When analyzing irregularly sampled data, the first thing to do is find out which kind of irregularity you are dealing with. Of course, this depends on the nature of your problem but most likely it will involve at least one of the following characteristics:

Abrupt changes

Wind a series of small gradual changes leading to a very sudden change (i.e., what we see when plotting stock market prices). An event that leads to such an abrupt change does not necessarily have to be related in any way to previous changes. In many cases, these events can completely change the course and character of time series as they enter into a new regime or boundary condition. For instance, short-term flu can cause a drastic drop in productivity in a factory where the workers are used to having uncommonly high performance and showing no signs of weakness. Some studies have shown that changes like these occur more frequently than one would expect (and they might be relevant for modeling purposes). But even those abrupt changes which are not frequent enough for statistical analysis can be used as an additional source of information with respect to understanding specific patterns or trends.

Aperiodic events

A series does not consist entirely of periodic occurrences but certain values were recorded only once or almost never occur (i.e., what we see when plotting temperature of cities over long periods of time). Many real-world data sets fall into this because for many specific phenomena (e.g., earthquakes) record keeping is done by humans and oftentimes there are breaks in the information flow (in time). At first sight, this category might not seem to differ much from that of a regular series: most statistical analysis methods do not handle it any better or worse than that of an irregularly sampled data set. However, we can still use these events as additional clues for understanding the pattern/trend they are part of even if the model fits do not represent them correctly with some bias.

Bounded changes

A bounded change is one where within a certain range, values tend to oscillate around a mean value, and outside that range, everything else may happen including jumps up or down to values far away from the range. Although a bounded glitch will not affect a model somewhat (i.e., it can happen in an otherwise well-fitting data set), it might be interesting to see how different predictability of this kind of change is dependent on the parameters of your system and therefore they should still be taken into account.

Self-similarity

A series follows certain rules which cause some parts to resemble other parts (i.e., what you see when plotting coastlines). These rules are usually very specific for each type of structure we observe and do not necessarily have any direct relation with real-world physical laws that govern the system. It is common for these models to contain many more parameters than those necessary just to fit the time series at hand. This makes them a little harder to deal with especially for those models that are normally fitted which rely on the identification of order parameters. However, it might be worth looking into how many parameters and which specific ones are good predictors of outcomes even though they were not used in the process of identifying the model itself.

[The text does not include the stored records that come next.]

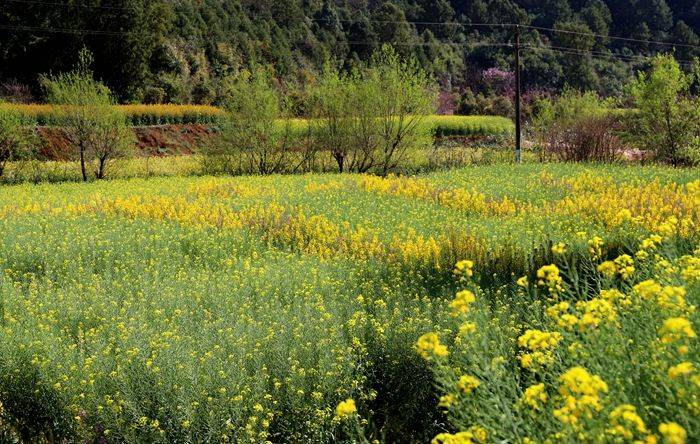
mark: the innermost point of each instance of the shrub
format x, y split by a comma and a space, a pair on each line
575, 127
668, 122
372, 117
16, 140
93, 124
346, 120
258, 134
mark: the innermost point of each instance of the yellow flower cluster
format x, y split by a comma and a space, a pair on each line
463, 299
539, 346
535, 396
474, 435
467, 384
548, 276
346, 409
626, 424
429, 345
580, 393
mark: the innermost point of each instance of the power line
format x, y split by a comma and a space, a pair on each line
516, 25
417, 23
68, 5
612, 37
62, 30
599, 54
438, 44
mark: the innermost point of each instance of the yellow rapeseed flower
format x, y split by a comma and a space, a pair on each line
468, 383
673, 433
429, 345
346, 408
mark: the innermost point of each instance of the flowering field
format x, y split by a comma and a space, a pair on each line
532, 303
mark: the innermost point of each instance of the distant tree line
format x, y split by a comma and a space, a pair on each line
184, 51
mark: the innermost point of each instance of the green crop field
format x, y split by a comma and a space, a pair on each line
140, 115
322, 308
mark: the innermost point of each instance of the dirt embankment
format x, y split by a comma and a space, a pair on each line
161, 140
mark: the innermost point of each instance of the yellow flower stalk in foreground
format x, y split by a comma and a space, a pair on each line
429, 345
346, 408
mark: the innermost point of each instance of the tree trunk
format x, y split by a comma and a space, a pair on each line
82, 163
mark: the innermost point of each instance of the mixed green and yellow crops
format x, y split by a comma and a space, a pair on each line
505, 303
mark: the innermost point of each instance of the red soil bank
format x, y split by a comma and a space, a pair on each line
159, 140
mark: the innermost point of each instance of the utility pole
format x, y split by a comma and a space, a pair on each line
518, 115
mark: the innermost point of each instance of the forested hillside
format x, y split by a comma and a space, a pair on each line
181, 50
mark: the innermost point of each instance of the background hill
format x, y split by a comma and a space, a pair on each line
181, 50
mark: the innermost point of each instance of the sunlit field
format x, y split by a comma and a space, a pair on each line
503, 303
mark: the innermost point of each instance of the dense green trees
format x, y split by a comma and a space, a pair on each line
183, 51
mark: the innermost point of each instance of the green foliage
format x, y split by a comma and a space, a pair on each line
258, 135
371, 117
668, 122
575, 127
182, 52
94, 125
17, 141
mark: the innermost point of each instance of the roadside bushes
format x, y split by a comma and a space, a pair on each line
94, 125
668, 121
576, 127
371, 117
366, 120
258, 135
17, 141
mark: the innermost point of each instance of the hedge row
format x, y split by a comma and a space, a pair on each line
149, 115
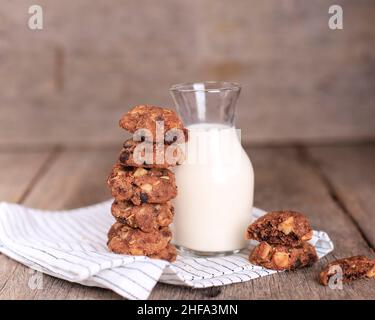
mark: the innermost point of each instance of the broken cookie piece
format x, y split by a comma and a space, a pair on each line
147, 217
141, 185
126, 240
288, 228
352, 268
280, 257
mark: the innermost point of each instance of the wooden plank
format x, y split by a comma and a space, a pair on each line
19, 171
351, 172
284, 180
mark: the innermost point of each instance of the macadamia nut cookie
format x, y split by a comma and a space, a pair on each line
169, 253
288, 228
279, 257
352, 268
126, 240
147, 116
147, 217
150, 155
141, 185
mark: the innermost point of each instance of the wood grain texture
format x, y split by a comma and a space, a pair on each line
284, 180
19, 172
351, 173
75, 178
95, 59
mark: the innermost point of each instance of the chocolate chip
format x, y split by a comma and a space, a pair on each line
144, 197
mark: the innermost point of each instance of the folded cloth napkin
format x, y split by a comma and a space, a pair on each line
71, 245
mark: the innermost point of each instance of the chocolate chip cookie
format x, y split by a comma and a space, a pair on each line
150, 155
146, 117
141, 185
147, 217
280, 257
169, 253
127, 240
288, 228
352, 268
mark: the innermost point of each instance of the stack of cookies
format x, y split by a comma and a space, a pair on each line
283, 237
143, 185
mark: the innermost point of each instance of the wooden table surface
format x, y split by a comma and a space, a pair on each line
333, 184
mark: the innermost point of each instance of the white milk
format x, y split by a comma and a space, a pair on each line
215, 191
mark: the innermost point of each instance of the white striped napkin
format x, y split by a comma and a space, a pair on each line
71, 245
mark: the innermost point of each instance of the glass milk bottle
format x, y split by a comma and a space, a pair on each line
216, 181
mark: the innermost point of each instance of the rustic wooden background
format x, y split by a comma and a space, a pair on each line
70, 82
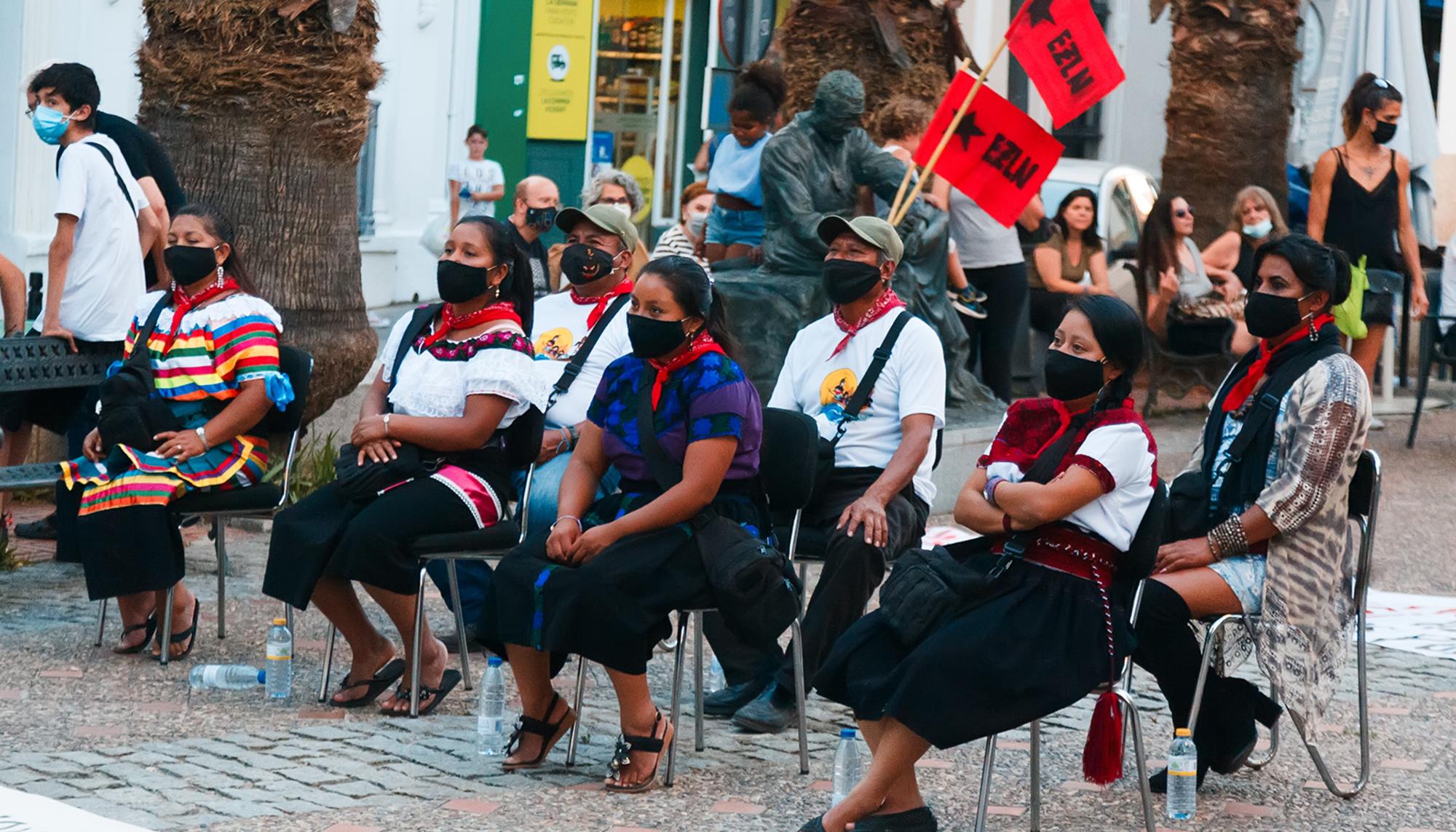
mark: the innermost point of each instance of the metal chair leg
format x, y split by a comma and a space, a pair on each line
414, 648
678, 694
461, 633
984, 799
328, 662
576, 728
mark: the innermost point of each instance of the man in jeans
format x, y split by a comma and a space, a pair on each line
95, 278
599, 249
877, 501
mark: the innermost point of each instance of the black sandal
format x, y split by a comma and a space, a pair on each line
435, 696
378, 684
627, 744
551, 734
151, 626
190, 636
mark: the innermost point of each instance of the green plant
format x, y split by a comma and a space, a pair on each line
312, 467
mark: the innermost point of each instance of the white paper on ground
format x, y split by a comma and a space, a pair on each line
21, 812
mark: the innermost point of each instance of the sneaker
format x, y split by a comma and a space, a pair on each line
966, 303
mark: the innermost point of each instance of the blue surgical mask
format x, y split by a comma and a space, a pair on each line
1260, 229
50, 124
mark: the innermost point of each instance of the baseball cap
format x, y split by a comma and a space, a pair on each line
870, 229
604, 217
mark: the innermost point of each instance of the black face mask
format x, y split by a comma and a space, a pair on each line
1270, 316
1071, 377
459, 282
583, 264
1384, 131
190, 264
653, 338
847, 281
541, 218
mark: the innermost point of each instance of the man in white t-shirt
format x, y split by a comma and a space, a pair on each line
599, 249
475, 182
95, 278
879, 498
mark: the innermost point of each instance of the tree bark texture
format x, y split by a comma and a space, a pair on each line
264, 118
1233, 66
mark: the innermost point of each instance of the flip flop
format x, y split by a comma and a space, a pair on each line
378, 684
430, 699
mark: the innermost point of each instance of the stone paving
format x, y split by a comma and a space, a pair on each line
124, 738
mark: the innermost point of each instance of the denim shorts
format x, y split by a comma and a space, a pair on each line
1246, 578
735, 227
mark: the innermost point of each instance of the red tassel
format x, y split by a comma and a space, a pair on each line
1103, 757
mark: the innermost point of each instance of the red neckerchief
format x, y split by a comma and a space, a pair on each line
449, 322
624, 288
183, 303
1241, 390
698, 346
883, 304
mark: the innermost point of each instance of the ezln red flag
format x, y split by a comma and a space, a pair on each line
1065, 52
998, 156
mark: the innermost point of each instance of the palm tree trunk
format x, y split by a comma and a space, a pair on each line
1233, 66
264, 118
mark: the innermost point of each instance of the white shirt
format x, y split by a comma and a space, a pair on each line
104, 280
558, 328
1117, 453
820, 384
478, 176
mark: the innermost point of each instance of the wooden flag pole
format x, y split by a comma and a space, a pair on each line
946, 138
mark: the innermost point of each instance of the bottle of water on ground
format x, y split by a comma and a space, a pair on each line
1183, 777
491, 718
280, 659
850, 766
226, 677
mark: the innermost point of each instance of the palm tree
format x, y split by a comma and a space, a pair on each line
1233, 67
264, 106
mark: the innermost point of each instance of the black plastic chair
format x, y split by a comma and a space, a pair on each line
260, 501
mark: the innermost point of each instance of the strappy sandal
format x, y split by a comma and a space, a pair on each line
378, 684
627, 744
435, 696
551, 734
151, 626
190, 636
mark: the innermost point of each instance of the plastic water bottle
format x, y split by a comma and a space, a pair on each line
1183, 777
226, 677
490, 725
280, 659
848, 766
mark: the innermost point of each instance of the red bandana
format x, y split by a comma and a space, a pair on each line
183, 303
698, 346
449, 320
624, 288
1243, 389
883, 304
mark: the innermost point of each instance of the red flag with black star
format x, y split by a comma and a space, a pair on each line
998, 156
1065, 51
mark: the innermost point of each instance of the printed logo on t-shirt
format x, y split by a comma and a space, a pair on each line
835, 393
555, 345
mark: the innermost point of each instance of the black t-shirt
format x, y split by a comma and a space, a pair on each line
143, 154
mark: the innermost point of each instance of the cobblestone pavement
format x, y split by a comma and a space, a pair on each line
124, 738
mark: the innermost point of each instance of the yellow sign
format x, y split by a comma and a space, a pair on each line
560, 74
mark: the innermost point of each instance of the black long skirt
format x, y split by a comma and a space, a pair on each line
1034, 648
615, 609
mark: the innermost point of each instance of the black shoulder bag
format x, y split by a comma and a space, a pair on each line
931, 585
129, 411
753, 584
825, 464
366, 482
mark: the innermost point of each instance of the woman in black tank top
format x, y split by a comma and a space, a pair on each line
1361, 211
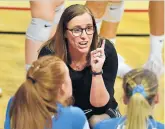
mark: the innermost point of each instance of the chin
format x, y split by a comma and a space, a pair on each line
84, 51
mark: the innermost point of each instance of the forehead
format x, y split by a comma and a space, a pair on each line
80, 20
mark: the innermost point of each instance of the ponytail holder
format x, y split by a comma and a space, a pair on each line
139, 89
31, 79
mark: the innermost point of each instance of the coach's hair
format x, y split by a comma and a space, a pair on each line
35, 101
139, 103
58, 43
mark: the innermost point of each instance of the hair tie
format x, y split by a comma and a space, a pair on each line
31, 79
139, 89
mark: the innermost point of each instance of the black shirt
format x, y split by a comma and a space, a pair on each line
81, 81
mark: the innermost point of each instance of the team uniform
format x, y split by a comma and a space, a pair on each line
81, 82
66, 118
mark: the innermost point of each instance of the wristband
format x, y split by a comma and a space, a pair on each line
97, 73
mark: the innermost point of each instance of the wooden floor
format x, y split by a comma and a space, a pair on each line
134, 49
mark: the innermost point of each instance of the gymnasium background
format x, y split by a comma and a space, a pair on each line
132, 44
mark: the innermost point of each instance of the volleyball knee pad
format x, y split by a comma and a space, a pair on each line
114, 11
39, 30
58, 12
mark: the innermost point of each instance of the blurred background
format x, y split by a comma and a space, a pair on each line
132, 43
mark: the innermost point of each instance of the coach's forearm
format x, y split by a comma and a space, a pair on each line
99, 95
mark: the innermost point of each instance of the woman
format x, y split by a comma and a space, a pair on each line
43, 100
92, 69
140, 94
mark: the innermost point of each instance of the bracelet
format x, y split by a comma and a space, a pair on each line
97, 73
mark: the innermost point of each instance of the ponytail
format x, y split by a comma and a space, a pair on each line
28, 110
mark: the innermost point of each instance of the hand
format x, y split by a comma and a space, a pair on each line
98, 58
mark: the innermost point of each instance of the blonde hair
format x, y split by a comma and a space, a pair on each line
35, 100
139, 105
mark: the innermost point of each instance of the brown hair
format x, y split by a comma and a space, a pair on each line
35, 100
58, 43
140, 103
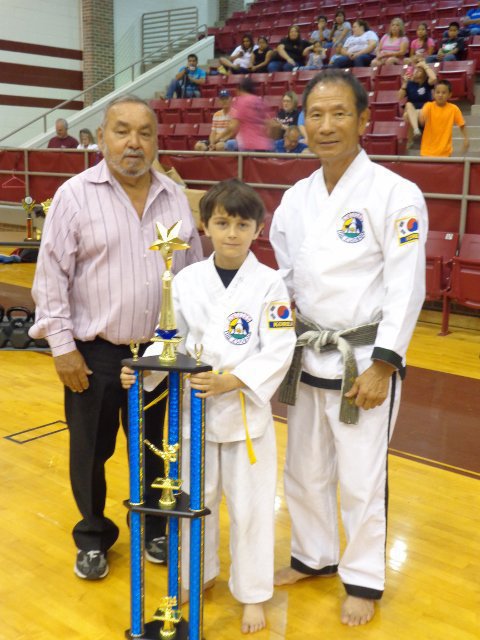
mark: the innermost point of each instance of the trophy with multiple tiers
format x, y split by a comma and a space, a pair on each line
168, 622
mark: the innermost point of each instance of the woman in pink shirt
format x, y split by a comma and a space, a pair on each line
393, 47
249, 120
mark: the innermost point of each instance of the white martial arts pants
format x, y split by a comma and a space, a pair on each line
324, 453
250, 495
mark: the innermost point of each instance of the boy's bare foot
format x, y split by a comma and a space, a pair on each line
253, 618
356, 611
186, 593
287, 575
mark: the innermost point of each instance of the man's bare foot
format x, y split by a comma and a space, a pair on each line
287, 575
186, 593
253, 618
356, 611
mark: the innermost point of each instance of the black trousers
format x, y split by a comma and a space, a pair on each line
93, 419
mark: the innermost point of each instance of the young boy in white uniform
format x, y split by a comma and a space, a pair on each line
239, 311
350, 242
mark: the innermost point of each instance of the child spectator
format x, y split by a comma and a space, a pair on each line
393, 46
452, 45
438, 118
241, 59
248, 338
317, 56
418, 91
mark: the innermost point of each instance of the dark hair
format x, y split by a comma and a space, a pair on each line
338, 76
236, 197
447, 83
247, 86
362, 23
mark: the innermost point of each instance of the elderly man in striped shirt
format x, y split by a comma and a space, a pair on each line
97, 287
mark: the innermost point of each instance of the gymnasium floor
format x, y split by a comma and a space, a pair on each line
433, 549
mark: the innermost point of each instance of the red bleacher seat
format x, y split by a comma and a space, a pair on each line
465, 278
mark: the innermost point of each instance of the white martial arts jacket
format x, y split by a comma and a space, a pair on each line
245, 329
353, 257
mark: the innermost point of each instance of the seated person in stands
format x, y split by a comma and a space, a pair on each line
341, 30
358, 48
418, 91
422, 46
321, 33
317, 56
290, 143
393, 46
221, 119
188, 81
438, 118
62, 140
452, 45
261, 56
290, 52
87, 141
471, 22
241, 59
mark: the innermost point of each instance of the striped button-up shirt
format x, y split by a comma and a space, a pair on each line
95, 274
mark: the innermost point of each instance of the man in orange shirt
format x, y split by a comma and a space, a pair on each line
438, 118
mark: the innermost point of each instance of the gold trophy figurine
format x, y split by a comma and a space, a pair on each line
168, 485
167, 242
169, 616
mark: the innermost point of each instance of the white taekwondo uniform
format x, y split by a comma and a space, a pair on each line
349, 258
245, 329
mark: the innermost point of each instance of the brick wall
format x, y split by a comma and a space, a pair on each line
98, 47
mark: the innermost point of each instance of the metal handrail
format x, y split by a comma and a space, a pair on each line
201, 28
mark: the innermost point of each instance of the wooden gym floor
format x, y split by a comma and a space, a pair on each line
433, 549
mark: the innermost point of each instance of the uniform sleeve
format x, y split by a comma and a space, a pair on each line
404, 277
263, 371
53, 276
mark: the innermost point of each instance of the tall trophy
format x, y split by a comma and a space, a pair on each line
168, 621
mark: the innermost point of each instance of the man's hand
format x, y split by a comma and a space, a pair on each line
370, 389
73, 371
213, 384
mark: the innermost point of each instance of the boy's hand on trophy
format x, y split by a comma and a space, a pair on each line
213, 383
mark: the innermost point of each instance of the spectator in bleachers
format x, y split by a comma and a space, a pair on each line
241, 59
87, 141
452, 45
438, 118
321, 33
290, 143
62, 140
471, 22
341, 30
317, 56
261, 56
422, 46
358, 48
393, 46
188, 81
218, 140
290, 52
418, 91
249, 120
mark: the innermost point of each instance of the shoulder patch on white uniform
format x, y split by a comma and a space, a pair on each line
279, 315
407, 230
352, 227
238, 329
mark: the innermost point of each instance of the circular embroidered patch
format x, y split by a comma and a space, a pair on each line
238, 328
352, 227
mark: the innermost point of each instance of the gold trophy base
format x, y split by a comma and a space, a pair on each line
170, 345
168, 486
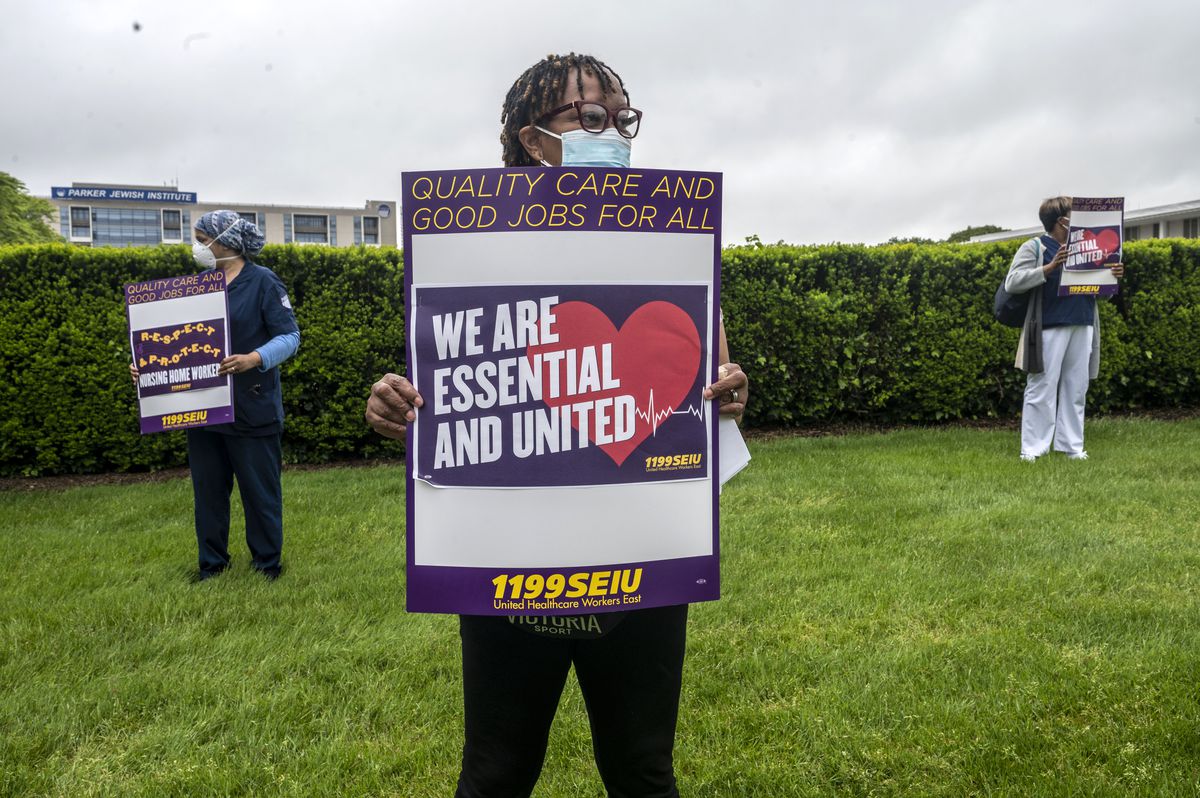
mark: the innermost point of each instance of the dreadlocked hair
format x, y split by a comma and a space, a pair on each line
538, 90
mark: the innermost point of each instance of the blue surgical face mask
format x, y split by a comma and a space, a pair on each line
583, 149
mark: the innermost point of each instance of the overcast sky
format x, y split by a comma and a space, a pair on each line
832, 121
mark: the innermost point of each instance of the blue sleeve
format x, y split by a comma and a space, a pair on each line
281, 323
279, 349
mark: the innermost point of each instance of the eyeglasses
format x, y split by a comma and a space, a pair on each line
594, 118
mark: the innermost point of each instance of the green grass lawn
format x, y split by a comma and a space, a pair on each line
913, 613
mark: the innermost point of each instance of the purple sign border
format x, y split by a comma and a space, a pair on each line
213, 415
451, 589
1097, 204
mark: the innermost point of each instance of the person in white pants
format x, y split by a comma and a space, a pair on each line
1060, 343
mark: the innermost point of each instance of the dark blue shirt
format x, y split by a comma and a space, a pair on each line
1062, 311
259, 310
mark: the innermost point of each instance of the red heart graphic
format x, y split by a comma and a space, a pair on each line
1107, 243
655, 357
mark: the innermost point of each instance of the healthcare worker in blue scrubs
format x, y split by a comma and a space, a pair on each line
263, 334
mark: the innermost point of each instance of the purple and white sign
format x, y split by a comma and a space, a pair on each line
1093, 245
179, 333
562, 327
557, 385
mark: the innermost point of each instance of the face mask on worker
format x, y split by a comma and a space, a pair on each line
204, 256
583, 149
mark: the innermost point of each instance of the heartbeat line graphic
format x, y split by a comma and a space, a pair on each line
654, 418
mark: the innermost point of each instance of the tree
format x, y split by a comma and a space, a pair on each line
24, 219
967, 233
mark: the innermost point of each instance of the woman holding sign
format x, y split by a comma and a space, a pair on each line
1060, 343
263, 329
568, 111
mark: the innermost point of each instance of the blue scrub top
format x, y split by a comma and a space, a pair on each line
259, 310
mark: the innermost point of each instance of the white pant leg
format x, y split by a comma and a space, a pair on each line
1068, 429
1042, 394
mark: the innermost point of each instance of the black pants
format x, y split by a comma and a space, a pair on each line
215, 460
630, 681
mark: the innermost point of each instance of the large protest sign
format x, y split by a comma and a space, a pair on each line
562, 327
179, 333
1093, 245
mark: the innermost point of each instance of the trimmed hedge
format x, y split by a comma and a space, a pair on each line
66, 403
895, 333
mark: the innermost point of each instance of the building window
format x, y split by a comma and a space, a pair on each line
81, 223
172, 226
124, 227
310, 228
371, 229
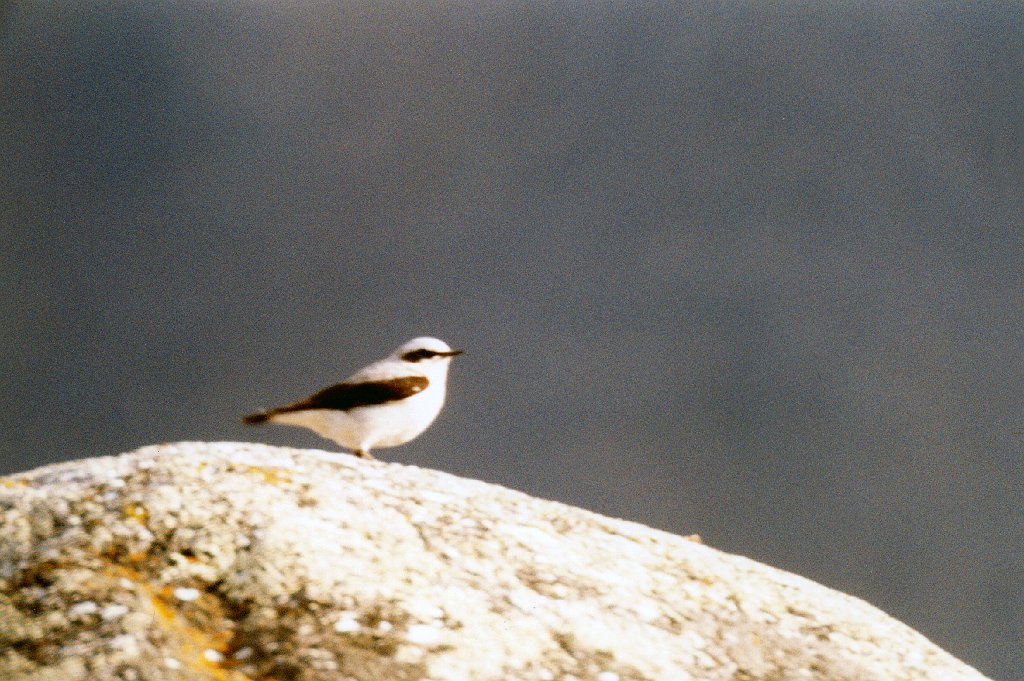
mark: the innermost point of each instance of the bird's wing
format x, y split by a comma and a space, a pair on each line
345, 396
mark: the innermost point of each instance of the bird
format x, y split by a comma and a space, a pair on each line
385, 403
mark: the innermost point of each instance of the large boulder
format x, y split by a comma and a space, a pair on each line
237, 562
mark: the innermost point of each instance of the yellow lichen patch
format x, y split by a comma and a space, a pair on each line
200, 649
199, 642
271, 475
136, 512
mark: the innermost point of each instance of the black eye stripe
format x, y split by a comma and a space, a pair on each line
417, 355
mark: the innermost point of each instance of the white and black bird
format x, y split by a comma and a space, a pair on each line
385, 403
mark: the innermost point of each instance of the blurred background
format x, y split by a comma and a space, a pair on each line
752, 270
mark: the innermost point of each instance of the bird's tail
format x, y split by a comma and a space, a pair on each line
256, 419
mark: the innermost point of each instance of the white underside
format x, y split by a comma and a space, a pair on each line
366, 428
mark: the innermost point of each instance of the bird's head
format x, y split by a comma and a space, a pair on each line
426, 351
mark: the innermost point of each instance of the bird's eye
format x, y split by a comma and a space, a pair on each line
418, 355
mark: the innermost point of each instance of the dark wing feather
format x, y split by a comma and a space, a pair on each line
345, 396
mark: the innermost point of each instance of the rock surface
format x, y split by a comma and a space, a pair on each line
238, 562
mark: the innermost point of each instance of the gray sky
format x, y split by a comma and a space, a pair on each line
748, 271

In addition, an irregularly sampled data set can have properties from multiple categories (e.g., it might contain some abrupt changes and some self-similarity): as a rule, these datasets will require more complex modeling methods because all these issues should be dealt with together rather than separating them by category as we did above. On average larger sample sizes will help us to deal with most of the mentioned issues and therefore it is always better to look for the longest time series possible (even if the phenomena it describes are not so important).

Supervised event detection algorithms are helpful for several reasons. First, they can be used to detect missing or incorrect data values. Second, they provide an indication of when unusual activity may have occurred relative to a prior baseline period. Third, their output could serve as the basis for subsequent statistical modeling efforts in which predictors are developed that can be applied during predictive modeling steps such as linear regression and classification trees. Supervised event detection (SED) analyzes multivariate time series of events such as stock markets and searches for specific patterns of activity. These patterns are chosen beforehand by an analyst, via the creation of a template. These templates identify what general pattern to look for in the data, and hence SED programs must be trained on past examples of these events before they can detect them in new data.

Originally published at https://protonautoml.com on June 25, 2021.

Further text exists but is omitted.